Context: In children and adolescents, primary headache is the most prevalent type of reported pain. When treating pediatric chronic headache conditions, the multidisciplinary approach has been found to be quite successful in both short-term and long-term improvement. However, outcome data from multidisciplinary clinics have largely been focused on headache frequency, with little data on function outcomes, such as disability and school attendance.
Objective: To evaluate a multidisciplinary clinic for pediatric headache and to determine if multidisciplinary treatment is more effective for certain headache diagnoses.
Method: 376 patients, age 6-18 years, who underwent a multidisciplinary evaluation at a tertiary headache clinic in a large, urban northeast pediatric hospital, were included in this study. Patients completed a measure of functional disability (FDI), rated the general intensity of their pain, and reported on school attendance and hospital visits at their initial visit, the first follow-up (Median=3 months) and the second follow up (Median=7 months).
Results: Patients reported a significant decrease in functional disability, pain intensity, emergency room visits, and school absences (ps<0.001) at the initial follow-up visit. These decreases remained significant at the second follow-up visit (ps<0.05). Outcomes did not significantly differ based on headache diagnosis.
Conclusion: A multidisciplinary plan presented at first visit and reviewed or compliance at follow-up visits, results in sustained functional improvement and increased school attendance, despite primary headache classification.

Keywords

Headache; Pain; Migraine; Multidisciplinary care; Children; Pediatrics; Disability; School attendance

Abbreviations

TTH: Tension-Type Headache; NDPH: New Daily Persistent Headache; FDI: Functional Disability Inventory; ER: Emergency Room

Introduction

Primary headache is the most prevalent type of pain reported in pediatric populations [1, 2]. A review and analysis of recent literature approximates 60% of children and adolescents to be prone to headache worldwide [3]. A recent, significant sample study in Turkey found that nearly 50% of the children and adolescents between the ages of 5 and 13 participating in the study have severe, debilitating headaches [4], and similar studies worldwide have repeatedly found a similarly high prevalence [5-8].

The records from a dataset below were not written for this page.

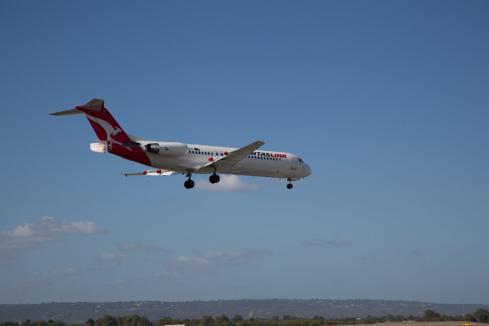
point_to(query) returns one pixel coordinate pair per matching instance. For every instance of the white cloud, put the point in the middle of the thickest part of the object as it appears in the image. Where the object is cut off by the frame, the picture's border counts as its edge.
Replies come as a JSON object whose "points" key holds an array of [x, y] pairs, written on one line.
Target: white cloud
{"points": [[112, 257], [22, 231], [46, 229], [227, 183], [138, 247]]}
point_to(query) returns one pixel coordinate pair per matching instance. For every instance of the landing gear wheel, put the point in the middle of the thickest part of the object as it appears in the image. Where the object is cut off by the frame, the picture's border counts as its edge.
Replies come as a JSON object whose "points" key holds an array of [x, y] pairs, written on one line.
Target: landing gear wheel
{"points": [[189, 184], [214, 178]]}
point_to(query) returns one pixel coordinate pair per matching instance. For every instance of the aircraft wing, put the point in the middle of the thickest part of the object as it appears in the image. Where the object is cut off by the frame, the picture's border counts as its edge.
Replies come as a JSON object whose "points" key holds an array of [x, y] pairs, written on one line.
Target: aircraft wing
{"points": [[157, 173], [234, 157]]}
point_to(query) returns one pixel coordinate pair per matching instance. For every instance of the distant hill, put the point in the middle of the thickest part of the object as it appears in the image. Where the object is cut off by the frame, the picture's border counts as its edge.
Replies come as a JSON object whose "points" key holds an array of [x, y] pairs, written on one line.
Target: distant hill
{"points": [[154, 310]]}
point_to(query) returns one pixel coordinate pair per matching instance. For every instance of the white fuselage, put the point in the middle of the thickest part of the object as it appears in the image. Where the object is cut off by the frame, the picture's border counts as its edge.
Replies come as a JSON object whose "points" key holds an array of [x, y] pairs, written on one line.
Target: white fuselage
{"points": [[259, 163]]}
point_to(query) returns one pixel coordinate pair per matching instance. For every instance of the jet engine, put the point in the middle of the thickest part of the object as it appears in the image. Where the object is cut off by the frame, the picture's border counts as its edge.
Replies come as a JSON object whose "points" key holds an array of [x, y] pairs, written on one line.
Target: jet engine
{"points": [[166, 148]]}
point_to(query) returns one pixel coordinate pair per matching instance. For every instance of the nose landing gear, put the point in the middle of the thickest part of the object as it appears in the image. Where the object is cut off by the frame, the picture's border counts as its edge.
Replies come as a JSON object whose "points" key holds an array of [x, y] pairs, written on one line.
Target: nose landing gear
{"points": [[189, 183], [214, 178], [289, 185]]}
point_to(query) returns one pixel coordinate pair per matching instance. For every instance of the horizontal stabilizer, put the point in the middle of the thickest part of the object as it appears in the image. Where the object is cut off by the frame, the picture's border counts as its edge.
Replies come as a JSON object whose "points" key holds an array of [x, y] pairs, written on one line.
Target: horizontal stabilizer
{"points": [[67, 112], [157, 173]]}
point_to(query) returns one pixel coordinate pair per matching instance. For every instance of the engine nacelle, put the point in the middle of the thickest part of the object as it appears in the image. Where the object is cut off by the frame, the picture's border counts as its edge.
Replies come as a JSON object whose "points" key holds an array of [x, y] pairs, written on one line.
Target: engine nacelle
{"points": [[166, 148]]}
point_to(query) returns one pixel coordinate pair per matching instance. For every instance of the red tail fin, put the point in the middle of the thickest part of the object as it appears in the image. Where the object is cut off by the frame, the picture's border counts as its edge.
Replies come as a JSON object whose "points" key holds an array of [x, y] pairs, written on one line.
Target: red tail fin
{"points": [[108, 130]]}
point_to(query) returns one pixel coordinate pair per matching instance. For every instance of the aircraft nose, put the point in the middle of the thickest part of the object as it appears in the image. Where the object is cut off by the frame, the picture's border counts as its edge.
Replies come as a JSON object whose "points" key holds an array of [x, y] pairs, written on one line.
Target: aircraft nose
{"points": [[307, 170]]}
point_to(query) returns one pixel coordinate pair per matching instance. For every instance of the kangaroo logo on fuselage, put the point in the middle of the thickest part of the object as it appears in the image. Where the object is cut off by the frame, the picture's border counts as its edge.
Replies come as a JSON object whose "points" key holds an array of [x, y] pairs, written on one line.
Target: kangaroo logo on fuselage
{"points": [[110, 131]]}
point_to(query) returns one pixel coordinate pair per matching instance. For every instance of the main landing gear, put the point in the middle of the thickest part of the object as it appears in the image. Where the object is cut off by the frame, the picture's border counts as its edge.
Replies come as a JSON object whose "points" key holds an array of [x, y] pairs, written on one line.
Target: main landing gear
{"points": [[289, 185], [189, 183]]}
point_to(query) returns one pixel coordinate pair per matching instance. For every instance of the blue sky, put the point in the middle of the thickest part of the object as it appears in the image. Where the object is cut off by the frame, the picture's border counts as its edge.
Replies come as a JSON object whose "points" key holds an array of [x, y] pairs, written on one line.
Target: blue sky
{"points": [[386, 100]]}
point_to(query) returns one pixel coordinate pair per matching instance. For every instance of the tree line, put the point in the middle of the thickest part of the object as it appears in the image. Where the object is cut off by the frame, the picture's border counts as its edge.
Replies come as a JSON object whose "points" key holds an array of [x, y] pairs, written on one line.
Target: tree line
{"points": [[480, 315]]}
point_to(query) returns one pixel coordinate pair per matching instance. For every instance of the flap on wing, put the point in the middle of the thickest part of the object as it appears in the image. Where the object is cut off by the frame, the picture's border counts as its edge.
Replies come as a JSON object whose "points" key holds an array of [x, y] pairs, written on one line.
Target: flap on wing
{"points": [[157, 173], [235, 156]]}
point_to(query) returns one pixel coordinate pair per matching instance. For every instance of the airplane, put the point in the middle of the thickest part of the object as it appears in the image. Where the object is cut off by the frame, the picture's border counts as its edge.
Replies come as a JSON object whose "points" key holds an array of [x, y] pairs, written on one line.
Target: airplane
{"points": [[170, 158]]}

Chronic headaches are also often difficult to manage and treat [9]. These may result from a diverse range of etiologies [10] and often present with comorbid psychopathology, both of which can complicate the diagnostic and treatment processes [11].

Individuals with chronic headaches have been found to be at significantly higher risk for psychiatric disorders in comparison to those without headaches, and these comorbidities can alter the evolution and outcomes of symptomology and treatment [12]. Related, and of critical concern, a large sample study found that suicidal ideation can be elevated by up to 4.6 times in pediatric patients with chronic migraine [13].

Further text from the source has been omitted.